10 de julio de 2007

Kaplan: el viajero en sentido anticuado

Al empezar a fraguar esta entrada, el viajero insatisfecho estaba leyendo al periodista judío Kaplan, Robert D. Kaplan, uno de sus inevitables personajes de ronda por el mundo mundial y conocedor de los entresijos de la persona y la naturaleza humanas. Y subscribió, al instante, una de sus afirmaciones que transcribe seguidamente:
Quería verme como un viajero en el sentido anticuado de la palabra. Un viajero acepta a la gente que le rodea y las cosas que le pasan. Nunca exige ni se queja; se limita a escuchar y observar (…)”.
A este mochilero le viene a la cabeza cuando pretendía conocer un pequeño pueblo a orillas del lago Malawi y las posibilidades de hacerlo eran únicamente esperar a que un desvencijado Land Rover hiciera acopio de pasaje, con lugareños, para comenzar así el trayecto de 30 kilómetros hasta esa villa ribereña.
En África, ese conocido sistema puede llevar a uno a viajar entre sacos apilados y gente más apilada aún, sentada -amontonada- en la caja de uno de esos viejos vehículos todoterreno.
En África, la espera es una filosofía de vida.
Y esperó. Largas horas, y aún así esperó.

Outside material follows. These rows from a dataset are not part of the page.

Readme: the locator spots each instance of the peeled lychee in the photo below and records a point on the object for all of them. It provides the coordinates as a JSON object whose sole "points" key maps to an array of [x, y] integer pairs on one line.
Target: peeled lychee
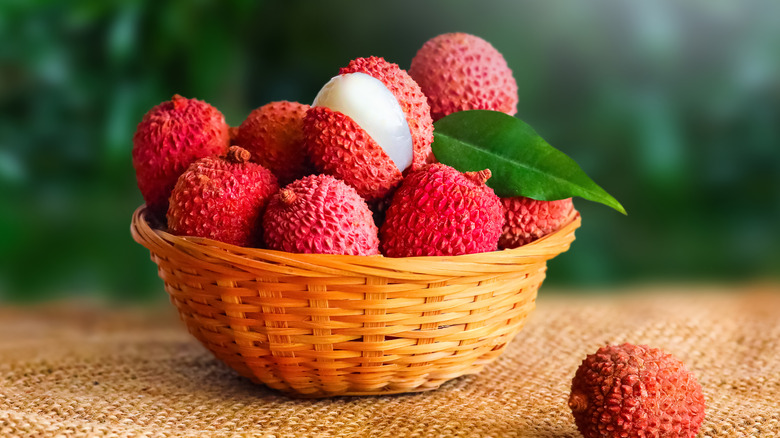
{"points": [[318, 214], [635, 391], [526, 219], [439, 211], [368, 125], [273, 134], [458, 72], [222, 198], [169, 138]]}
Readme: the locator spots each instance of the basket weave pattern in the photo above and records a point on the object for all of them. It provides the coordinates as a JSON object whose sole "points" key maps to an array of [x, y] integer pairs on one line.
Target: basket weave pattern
{"points": [[322, 325]]}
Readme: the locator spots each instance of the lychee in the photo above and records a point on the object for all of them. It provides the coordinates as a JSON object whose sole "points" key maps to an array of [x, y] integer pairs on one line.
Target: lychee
{"points": [[319, 214], [273, 134], [526, 219], [635, 391], [169, 138], [368, 125], [459, 71], [222, 198], [440, 211]]}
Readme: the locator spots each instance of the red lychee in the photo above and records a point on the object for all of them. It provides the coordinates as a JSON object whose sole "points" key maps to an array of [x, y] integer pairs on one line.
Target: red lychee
{"points": [[526, 219], [169, 138], [440, 211], [368, 125], [273, 134], [222, 198], [458, 72], [319, 214], [635, 391]]}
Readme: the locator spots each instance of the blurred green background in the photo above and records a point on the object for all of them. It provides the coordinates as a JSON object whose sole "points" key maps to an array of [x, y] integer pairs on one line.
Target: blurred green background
{"points": [[671, 106]]}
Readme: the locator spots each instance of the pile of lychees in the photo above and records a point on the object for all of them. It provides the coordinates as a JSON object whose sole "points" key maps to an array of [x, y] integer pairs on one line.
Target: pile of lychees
{"points": [[352, 173]]}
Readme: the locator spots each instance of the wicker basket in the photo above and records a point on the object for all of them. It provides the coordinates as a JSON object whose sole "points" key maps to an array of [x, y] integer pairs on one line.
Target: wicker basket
{"points": [[322, 325]]}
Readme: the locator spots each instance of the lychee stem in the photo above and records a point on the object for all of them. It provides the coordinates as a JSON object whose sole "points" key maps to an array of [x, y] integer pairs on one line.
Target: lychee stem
{"points": [[238, 155], [479, 177], [179, 102], [287, 196], [578, 402]]}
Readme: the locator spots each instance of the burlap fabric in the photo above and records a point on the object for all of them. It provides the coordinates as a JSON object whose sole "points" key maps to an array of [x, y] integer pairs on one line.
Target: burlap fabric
{"points": [[71, 371]]}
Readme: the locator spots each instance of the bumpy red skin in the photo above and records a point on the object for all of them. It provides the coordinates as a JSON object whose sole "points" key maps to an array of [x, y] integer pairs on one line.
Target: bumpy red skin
{"points": [[221, 200], [326, 217], [339, 147], [526, 219], [458, 72], [169, 138], [273, 134], [439, 211], [409, 96], [635, 391]]}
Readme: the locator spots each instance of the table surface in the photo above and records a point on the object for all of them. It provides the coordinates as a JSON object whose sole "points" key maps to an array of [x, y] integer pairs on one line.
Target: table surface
{"points": [[71, 369]]}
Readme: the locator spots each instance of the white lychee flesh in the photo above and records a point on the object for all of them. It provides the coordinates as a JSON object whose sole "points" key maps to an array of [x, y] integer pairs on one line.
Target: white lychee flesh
{"points": [[368, 102]]}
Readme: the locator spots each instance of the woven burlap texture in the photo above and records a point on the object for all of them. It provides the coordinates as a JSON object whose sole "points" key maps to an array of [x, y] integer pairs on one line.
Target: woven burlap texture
{"points": [[69, 370]]}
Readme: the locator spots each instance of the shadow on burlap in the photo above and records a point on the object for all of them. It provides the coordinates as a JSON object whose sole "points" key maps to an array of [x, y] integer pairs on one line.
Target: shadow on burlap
{"points": [[67, 371]]}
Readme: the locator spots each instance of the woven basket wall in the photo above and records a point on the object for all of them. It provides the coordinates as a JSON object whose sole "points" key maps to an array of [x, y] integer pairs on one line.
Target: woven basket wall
{"points": [[321, 325]]}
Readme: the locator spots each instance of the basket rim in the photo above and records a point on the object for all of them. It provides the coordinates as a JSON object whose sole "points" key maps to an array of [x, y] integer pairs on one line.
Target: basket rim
{"points": [[545, 247]]}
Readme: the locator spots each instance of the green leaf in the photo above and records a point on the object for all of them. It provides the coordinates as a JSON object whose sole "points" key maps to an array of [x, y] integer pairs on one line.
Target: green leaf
{"points": [[521, 162]]}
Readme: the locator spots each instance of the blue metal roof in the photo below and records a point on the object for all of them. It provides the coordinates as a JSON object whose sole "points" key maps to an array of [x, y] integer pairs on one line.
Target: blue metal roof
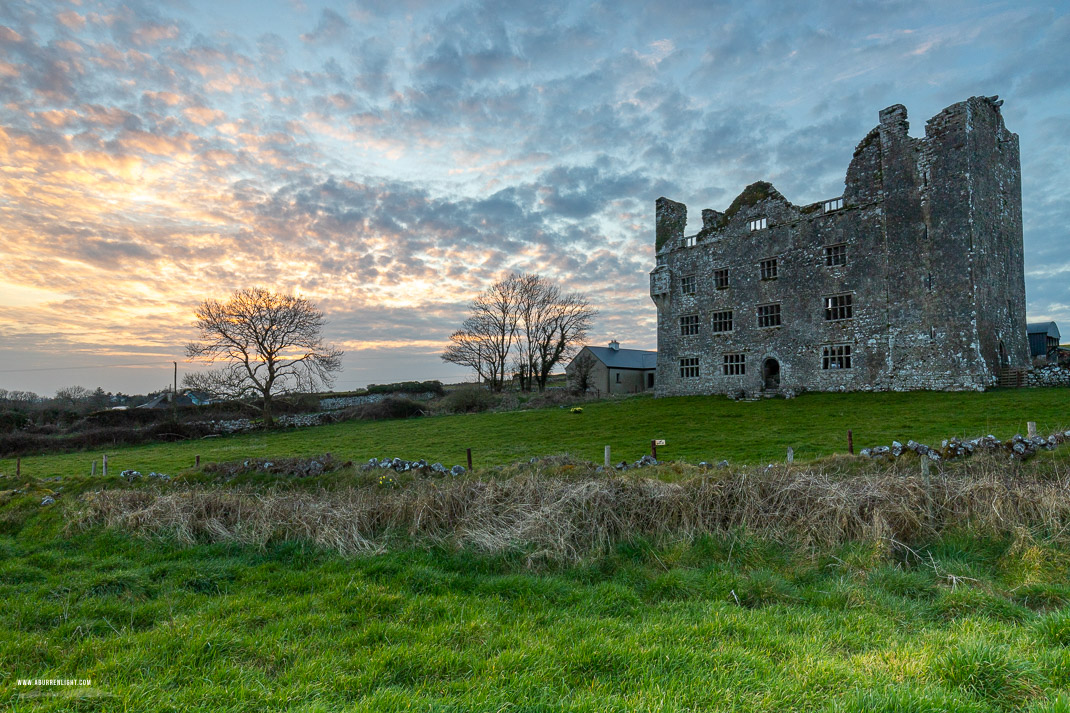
{"points": [[625, 359], [1051, 329]]}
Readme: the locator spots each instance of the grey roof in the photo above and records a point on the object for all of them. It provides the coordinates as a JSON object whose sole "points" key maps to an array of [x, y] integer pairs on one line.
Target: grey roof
{"points": [[626, 359], [1051, 329]]}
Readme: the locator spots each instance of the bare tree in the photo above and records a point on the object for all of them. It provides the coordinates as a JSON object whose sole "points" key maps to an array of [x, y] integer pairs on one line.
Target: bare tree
{"points": [[488, 333], [73, 395], [525, 312], [270, 344], [554, 325]]}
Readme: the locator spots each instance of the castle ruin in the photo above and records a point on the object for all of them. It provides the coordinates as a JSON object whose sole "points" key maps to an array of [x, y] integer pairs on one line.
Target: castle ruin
{"points": [[913, 278]]}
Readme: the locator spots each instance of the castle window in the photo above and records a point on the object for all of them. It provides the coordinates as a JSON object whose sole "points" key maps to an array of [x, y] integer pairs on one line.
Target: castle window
{"points": [[839, 306], [689, 324], [836, 255], [769, 269], [722, 321], [836, 357], [735, 364], [721, 278], [768, 315]]}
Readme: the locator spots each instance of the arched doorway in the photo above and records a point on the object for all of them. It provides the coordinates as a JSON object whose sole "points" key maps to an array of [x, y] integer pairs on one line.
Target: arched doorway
{"points": [[770, 374]]}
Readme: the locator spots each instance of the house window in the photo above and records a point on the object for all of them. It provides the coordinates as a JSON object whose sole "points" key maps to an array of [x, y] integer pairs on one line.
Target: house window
{"points": [[838, 306], [689, 367], [769, 269], [768, 315], [836, 357], [721, 278], [836, 255], [735, 364]]}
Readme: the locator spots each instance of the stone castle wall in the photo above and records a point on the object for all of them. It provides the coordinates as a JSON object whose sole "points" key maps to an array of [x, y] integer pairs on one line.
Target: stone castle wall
{"points": [[925, 245]]}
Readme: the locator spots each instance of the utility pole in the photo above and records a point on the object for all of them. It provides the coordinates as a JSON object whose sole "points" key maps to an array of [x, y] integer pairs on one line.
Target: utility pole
{"points": [[174, 394]]}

Ahora ante la frase de Kaplan se limita a sentirse orgulloso pues el viajero, en el sentido anticuado de la palabra, “nunca exige ni se queja”.
En este caso, espera.
Aún así, pagó un desorbitado monto de monedas -mucho más que los lugareños- por transitar por un peligroso camino entre montañas y ver, al girar una curva, el lago a lo lejos. Encontró un pueblo de pescadores, cuatro turistas mochileros emparejados a cuatro turistas mochileras y una playa de arena con secaderos de pescado en ella (ver fotografía).
Además, haciendo caso al autor judío, este solitario casi-trotamundos se limitó “a escuchar y observar”.

2 comentarios:

CONQUENSDE dijo...

"Seco", el viajero mochilero se limita a escuchar y observar, ni exige ni se queja; no como tú que "has condenado para siempre" a esa cervecería de tu barrio.
A ver si aprendes.

Torrete´s Travel dijo...

Pero de los sitios donde has estado ¿has dejado algún rincón por descubrir?. Algún día nos contarás de donde sacas la información de esos lugares tan remotos y casi inaccesibles para el viajero.
Y como dices tú, la espera es una filosofía de vida en África, y como dicen cuando llegas "This is África".